In the wake of the FTX scandal, the New York Department of Financial Services (NYDFS) published an open letter to the industry outlining how investor assets should be kept separate from company funds. The letter also included guidelines for custodians, and explained the necessary disclosures that firms need to make when keeping custody of digital assets for clients is part of their business model.
NYDFS took the action as federal prosecutors were applying more scrutiny to collapsed crypto trading exchange FTX and its controversial founder Sam Bankman-Fried. Bankman-Fried, or ‘SBF’ as he is known colloquially, is accused of misusing billions of dollars in customer assets and funneling them from the exchange to fund dodgy trades at his recently shuttered hedge fund.
‘As stewards of customer assets, crypto companies that act as custodians need to have rigorous processes in place that follow those relied on by traditional financial services firms,’ the NYDFS letter said.
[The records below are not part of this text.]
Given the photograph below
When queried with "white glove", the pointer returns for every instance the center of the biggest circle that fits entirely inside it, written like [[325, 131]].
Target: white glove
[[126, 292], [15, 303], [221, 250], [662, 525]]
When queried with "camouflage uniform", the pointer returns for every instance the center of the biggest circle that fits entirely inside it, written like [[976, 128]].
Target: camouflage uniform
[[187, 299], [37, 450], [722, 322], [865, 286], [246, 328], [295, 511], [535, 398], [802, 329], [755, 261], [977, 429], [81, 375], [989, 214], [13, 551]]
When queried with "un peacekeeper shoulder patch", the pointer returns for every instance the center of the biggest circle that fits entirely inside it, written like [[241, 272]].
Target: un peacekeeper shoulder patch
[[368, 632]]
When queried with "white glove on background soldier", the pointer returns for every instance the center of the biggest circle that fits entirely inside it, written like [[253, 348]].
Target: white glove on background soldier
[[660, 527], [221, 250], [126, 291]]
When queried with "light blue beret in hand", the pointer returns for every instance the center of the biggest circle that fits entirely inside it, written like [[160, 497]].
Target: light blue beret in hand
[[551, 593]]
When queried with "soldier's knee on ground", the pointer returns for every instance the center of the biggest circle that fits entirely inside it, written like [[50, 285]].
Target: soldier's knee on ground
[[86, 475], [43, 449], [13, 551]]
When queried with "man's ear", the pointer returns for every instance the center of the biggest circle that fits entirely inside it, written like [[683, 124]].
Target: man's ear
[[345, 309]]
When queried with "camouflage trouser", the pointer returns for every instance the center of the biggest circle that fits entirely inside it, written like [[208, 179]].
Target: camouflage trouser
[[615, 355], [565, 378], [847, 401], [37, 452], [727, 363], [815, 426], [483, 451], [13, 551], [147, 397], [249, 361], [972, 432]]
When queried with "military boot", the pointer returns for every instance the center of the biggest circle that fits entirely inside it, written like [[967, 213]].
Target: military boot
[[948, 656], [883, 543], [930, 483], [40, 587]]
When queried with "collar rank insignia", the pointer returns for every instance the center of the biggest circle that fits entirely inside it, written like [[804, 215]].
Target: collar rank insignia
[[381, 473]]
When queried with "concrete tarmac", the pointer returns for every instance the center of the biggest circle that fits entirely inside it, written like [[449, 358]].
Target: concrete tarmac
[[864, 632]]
The role of asset custodians in finance is to ‘hold on’ to customer assets for safe keeping. They could be funds, bonds, equities, or cryptocurrencies. In all cases custody has to be executed in a secure and transparent manner.
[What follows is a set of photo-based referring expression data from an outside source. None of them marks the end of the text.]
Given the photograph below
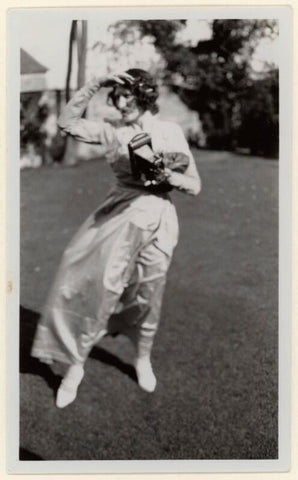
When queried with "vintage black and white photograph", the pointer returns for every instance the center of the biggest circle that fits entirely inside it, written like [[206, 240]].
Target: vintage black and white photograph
[[148, 150]]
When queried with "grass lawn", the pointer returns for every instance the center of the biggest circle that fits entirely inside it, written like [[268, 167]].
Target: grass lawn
[[216, 353]]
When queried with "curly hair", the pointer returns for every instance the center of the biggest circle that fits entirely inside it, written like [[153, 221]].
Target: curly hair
[[144, 88]]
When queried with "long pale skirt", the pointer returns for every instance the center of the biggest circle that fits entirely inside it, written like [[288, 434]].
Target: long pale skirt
[[111, 278]]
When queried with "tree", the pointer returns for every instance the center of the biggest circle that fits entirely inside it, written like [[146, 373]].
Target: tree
[[215, 78], [78, 38]]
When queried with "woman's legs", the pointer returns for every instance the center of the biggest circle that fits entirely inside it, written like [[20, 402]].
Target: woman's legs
[[152, 266]]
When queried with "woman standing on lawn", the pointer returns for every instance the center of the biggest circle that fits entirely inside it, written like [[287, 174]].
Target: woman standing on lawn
[[113, 272]]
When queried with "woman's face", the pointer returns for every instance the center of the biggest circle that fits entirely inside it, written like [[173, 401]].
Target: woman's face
[[127, 105]]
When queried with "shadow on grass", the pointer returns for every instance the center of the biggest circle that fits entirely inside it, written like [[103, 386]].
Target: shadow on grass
[[99, 353], [28, 364]]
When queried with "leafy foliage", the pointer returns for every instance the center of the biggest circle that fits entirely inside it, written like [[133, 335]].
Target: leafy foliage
[[216, 79]]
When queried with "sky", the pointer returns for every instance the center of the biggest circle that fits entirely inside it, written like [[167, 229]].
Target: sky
[[47, 42]]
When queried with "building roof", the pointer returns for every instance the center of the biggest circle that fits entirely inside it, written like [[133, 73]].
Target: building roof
[[30, 65]]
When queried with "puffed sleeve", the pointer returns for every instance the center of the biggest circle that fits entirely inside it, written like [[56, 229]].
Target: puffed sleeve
[[72, 123], [189, 181]]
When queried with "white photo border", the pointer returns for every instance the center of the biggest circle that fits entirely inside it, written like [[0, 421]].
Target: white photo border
[[284, 15]]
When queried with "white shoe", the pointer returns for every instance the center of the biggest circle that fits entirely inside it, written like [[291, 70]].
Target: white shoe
[[67, 391], [145, 375]]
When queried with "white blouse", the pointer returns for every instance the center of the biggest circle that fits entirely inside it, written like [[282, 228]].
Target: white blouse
[[115, 136]]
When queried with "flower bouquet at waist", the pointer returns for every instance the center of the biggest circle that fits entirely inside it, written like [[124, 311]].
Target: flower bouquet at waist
[[150, 166]]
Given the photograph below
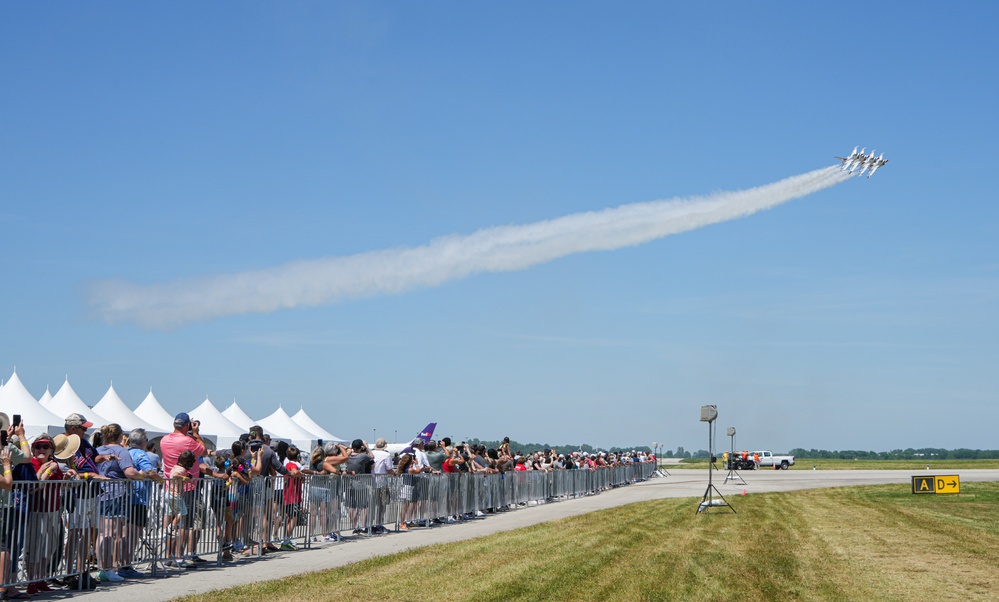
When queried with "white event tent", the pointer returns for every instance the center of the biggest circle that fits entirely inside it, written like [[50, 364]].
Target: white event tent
[[15, 399], [114, 409], [66, 402], [280, 425], [152, 412], [237, 416], [306, 422], [215, 425], [45, 398]]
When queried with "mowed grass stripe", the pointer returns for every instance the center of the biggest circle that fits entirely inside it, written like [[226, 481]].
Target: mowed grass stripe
[[853, 543]]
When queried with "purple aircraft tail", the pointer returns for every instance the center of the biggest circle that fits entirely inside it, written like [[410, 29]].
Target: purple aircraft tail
[[426, 433]]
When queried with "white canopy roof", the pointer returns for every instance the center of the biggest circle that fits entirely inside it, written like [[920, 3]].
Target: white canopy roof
[[45, 398], [237, 416], [15, 399], [213, 423], [306, 422], [152, 412], [66, 402], [114, 409], [280, 424]]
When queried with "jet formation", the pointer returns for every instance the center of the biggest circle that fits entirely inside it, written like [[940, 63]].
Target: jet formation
[[866, 162]]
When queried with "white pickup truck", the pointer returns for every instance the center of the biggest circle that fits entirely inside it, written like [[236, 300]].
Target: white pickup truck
[[767, 458]]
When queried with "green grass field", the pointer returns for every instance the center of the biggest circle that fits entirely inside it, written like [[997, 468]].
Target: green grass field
[[833, 464], [852, 543]]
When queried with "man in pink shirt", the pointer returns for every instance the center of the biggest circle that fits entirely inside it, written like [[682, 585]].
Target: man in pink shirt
[[185, 436]]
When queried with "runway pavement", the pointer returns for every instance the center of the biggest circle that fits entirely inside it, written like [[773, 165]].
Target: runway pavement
[[681, 483]]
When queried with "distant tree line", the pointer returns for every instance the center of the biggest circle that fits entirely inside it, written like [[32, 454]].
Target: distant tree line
[[562, 449], [926, 453]]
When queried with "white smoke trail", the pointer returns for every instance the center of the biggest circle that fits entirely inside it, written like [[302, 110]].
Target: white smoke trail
[[496, 249]]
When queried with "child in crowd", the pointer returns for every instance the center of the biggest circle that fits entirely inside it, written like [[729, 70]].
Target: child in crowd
[[174, 499]]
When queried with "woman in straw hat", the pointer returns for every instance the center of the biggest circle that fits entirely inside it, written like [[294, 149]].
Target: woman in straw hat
[[44, 528]]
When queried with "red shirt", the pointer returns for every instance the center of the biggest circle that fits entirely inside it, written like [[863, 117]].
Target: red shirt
[[293, 486], [170, 447], [47, 498]]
The new NYDFS guidelines are even more specific and provide detailed guidance on how digital assets should be handled.
Crucially, the agency said custodians must keep customers’ digital assets completely separate from any assets that belong to the custodian itself. In crypto terms this could mean recording the assets both on-chain and on the custodian’s own books, but maintaining appropriate records to avoid double counting.
The agency also said that assets under a custodian’s control should only be held for the purpose of safekeeping. Specifically, there should not be a debtor-creditor relationship between custodian and customer when possession of a digital asset is transferred.
Custodians in New York are also required to give customers written disclosures that clarify what the custodial arrangement means and how the custodian operates. Disclosures should explain how the custodian ‘segregates and accounts for and digital currency held in custody,’ and clarify the customer's ‘retained property interest in it.’
In July 2022, the Financial Stability Board (FSB), a G20 entity charged with monitoring financial activity in the world’s top-20 economies, announced a coming proposal that will lay out new 'robust regulation and supervision’ for cryptocurrencies.
An FSB press release said that digital currencies are evolving rapidly in a tumultuous environment marked by extreme volatility. 'Despite these worries, cryptocurrencies are becoming increasingly integrated into the traditional financial system, exposing investors to new risks.’
The agency is worried about the potential for one market failure to negatively impact participants in the wider crypto ecosystem. ‘Investors can suffer huge losses while risks are transmitted to other parts of the system and market confidence is damaged.’
Crypto market watchers saw this as a veiled reference to Terra’s dramatic failure in early May of 2022. The collapse of the Terra ecosystem triggered a liquidity crisis and sent several well-known crypto finance firms and hedge funds into bankruptcy.
Though the organization monitors the financial services industry closely, the October crypto proposal will mark a new chapter for the FSB. Up until now it has played a background advisory role, and any recommendations to G20 ministers and bankers have been made outside the public sphere.
In September 2022, SEC Chair Gary Gensler told the US Senate Banking Committee that the transition could re-define the blockchain in the government's eyes as something more akin to a security than a technology platform. Gensler’s view is that staking assets to a crypto network in exchange for passive rewards could be seen as proof under the so-called Howey Test that an asset qualifies as a security.